Die Ausgabe der ›Hannoverschen Allgemeinen Zeitung‹ vom 30. Oktober 2025 enthielt zwei bemerkenswerte Beiträge. Der eine war ein als redaktioneller Beitrag aufgemachter Artikel über den ›Fall Kentler‹. Die zweigeteilte Überschrift lautete:
Professor, Medienstar, Missbrauchstäter
Neuer HAZ-Podcast arbeitet den Fall Kentler auf
In einem weiteren Untertitel heißt es: »Der hannoversche Sozialpädagogikprofessor Helmut Kentler ist Hauptfigur in einem der größten Pädophilie-Skandale«
Damit ist der Boden bereitet für die in der gleichen Ausgabe abgedruckten Annonce. Die Stichworte »Hauptfigur« und »Skandal« geben den Ton vor. In der Annonce heißt es:
Echte Kriminalfälle, noch mehr Spannung!
Und zur weiteren Erläuterung wurde hinzugefügt:
Wahre Verbrechen, die unter die Haut gehen.

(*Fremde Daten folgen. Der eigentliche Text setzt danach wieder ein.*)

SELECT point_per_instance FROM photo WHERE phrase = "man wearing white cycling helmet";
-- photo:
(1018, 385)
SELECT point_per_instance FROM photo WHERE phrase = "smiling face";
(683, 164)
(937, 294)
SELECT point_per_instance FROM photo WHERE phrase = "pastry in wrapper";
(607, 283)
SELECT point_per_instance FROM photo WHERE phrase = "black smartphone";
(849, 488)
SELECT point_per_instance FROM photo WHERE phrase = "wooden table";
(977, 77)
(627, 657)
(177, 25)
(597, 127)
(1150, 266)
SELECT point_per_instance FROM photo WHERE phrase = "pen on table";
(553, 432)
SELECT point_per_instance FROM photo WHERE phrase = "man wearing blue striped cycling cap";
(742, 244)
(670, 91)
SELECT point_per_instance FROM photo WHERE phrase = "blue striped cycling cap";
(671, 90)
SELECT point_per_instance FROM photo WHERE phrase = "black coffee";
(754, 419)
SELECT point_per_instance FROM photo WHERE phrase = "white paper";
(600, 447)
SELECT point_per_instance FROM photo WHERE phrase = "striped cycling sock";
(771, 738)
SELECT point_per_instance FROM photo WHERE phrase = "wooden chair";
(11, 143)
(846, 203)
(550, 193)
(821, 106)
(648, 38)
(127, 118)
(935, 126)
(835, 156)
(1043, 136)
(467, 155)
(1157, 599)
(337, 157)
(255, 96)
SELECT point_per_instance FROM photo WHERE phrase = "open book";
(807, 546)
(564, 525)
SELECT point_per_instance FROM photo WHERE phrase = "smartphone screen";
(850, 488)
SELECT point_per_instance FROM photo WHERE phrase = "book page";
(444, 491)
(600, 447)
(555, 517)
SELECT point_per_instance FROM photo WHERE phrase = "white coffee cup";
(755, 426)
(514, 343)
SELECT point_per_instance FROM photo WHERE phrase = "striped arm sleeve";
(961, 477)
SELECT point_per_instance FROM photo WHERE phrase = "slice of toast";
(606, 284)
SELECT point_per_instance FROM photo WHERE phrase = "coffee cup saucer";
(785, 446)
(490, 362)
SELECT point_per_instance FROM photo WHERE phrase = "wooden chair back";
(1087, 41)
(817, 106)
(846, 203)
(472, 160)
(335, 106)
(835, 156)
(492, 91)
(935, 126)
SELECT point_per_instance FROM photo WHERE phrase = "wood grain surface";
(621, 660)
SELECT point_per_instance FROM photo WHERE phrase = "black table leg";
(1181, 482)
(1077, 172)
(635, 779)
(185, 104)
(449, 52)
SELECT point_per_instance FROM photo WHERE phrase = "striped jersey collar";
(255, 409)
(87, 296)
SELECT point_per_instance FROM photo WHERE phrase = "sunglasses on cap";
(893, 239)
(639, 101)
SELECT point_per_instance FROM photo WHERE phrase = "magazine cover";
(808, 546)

Um den seriösen journalistischen Anstrich zu untermauern, wird des weiteren erläutert:
Neu: Der Fall Kentler – eine vierteilige Serie, aufwendig recherchiert und eindrucksvoll dokumentiert von der HAZ
Im Artikel wird von dem vielfachen Kindesmißbrauch berichtet, deren sich Kentler und sogenannte »pädophile Pflegeväter« schuldig gemacht haben. Das hält das Blatt nicht davon ab, aus dem sachlichen Bericht über ein Verbrechen zugleich einen Kriminalfall zu machen, der die Leserphantasie anregen soll. Denn zwar sind Kriminalromane, oder, wie die Diminitivform unter Lesern dieser Ware heißt: Krimis, natürlich erfunden, fiktiv, aber es gibt ja auch die Möglichkeit, die Spannung für den Leser noch zu steigern, indem man ihm versichert:
Echte Kriminalfälle, noch mehr Spannung!
Ja, um dem Ganzen die Krone aufzusetzen, wird suggeriert:
Wahre Verbrechen, die unter die Haut gehen.
Wie es den Opfern der pädophilen Verbrecher unter die Haut gehen mag, wenn sie mit solchen Totschlag-Zeilen konfrontiert werden, interessiert die Redaktion der ›Hannoverschen Allgemeinen Zeitung« nicht. Es gilt vielmehr der Grundsatz: Wenn Krimis Spannung bedeuten, wieviel mehr Spannung bedeuten dann erst »Echte Kriminalfälle«, oder, in noch schärferer Formulierung: »Wahre Verbrechen«. Ob die Leser dieses Blattes wohl bemerken, daß das wahre Verbrechen sich manchmal auch innerhalb der Redaktionsstuben einer Zeitung abspielen kann?